Medicare coverage alone does not provide sufficient financial protection for many program beneficiaries. Thus, the vast majority obtains supplemental coverage from four main sources: former employers, individual "Medigap" insurance policies, Medicaid, and Medicare+Choice plans.

This report examines the financial implications associated with these different choices by calculating how much people on Medicare would spend annually out-of-pocket on costs including-premiums, cost-sharing requirements, and spending for uncovered services-under different supplemental insurance arrangements.

Findings from this report show that the insurance choices that Medicare beneficiaries make have substantial and often dramatic effects on their out-of-pocket medical spending. We found that a number of factors affect how much a person on Medicare would likely spend out-of-pocket.

First, and perhaps not surprisingly, is health status.

Second, type of plan matters in determining beneficiary healthcare costs.

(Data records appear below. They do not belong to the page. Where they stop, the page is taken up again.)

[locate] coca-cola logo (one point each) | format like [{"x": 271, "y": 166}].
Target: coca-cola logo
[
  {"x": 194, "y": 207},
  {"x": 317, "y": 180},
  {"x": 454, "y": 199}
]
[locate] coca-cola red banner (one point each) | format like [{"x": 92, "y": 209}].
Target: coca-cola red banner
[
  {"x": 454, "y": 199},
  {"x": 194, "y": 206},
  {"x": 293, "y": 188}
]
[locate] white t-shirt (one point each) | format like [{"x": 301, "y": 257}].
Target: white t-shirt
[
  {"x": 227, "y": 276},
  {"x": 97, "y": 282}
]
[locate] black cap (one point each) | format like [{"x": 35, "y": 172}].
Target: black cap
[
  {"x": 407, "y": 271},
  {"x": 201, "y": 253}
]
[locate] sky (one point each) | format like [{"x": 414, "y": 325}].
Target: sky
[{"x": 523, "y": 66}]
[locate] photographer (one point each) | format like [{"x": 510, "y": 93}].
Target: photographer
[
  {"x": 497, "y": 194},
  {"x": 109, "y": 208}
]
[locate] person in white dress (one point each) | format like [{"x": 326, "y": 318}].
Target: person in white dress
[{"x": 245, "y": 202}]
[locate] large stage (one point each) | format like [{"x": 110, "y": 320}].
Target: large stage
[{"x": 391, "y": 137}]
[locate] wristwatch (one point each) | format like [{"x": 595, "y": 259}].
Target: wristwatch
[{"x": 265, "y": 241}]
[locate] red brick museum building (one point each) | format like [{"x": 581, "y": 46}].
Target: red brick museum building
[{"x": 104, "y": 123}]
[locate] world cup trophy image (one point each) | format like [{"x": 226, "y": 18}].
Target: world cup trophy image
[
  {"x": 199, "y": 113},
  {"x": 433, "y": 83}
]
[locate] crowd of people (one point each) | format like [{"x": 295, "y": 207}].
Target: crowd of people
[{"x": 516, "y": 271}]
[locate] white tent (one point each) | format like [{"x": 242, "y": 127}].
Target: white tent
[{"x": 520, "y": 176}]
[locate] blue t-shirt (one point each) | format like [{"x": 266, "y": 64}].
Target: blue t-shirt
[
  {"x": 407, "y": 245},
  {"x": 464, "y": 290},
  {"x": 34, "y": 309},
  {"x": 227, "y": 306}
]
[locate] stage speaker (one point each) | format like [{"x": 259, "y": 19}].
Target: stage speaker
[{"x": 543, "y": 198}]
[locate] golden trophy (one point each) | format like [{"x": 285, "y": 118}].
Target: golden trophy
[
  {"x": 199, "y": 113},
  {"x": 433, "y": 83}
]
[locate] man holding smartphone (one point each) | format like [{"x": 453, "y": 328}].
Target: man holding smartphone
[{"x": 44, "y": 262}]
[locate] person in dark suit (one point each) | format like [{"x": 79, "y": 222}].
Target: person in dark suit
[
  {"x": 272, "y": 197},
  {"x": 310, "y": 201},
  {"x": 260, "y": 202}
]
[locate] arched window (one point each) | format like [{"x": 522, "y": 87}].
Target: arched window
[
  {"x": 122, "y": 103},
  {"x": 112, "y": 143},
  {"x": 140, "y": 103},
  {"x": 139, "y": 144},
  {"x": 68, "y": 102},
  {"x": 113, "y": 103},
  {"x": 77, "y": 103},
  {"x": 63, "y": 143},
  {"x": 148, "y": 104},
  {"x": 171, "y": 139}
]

Third, within a particular insurance type, the specific plan chosen affects costs as well.

Fourth, there is a great deal of variation in costs for non-covered services like pharmaceuticals.

Finally, in some instances there are large differences in costs by geographic areas.

Of particular importance is that fact that these costs differences are often hidden because they are not reflected in the premiums paid, but rather through cost-sharing requirements and uncovered services. Thus, when engaging in comparison-shopping, consumers may put too much emphasis on cheaper premiums without considering the more difficult to assess cost-sharing requirements for covered services and costs for other non-covered services.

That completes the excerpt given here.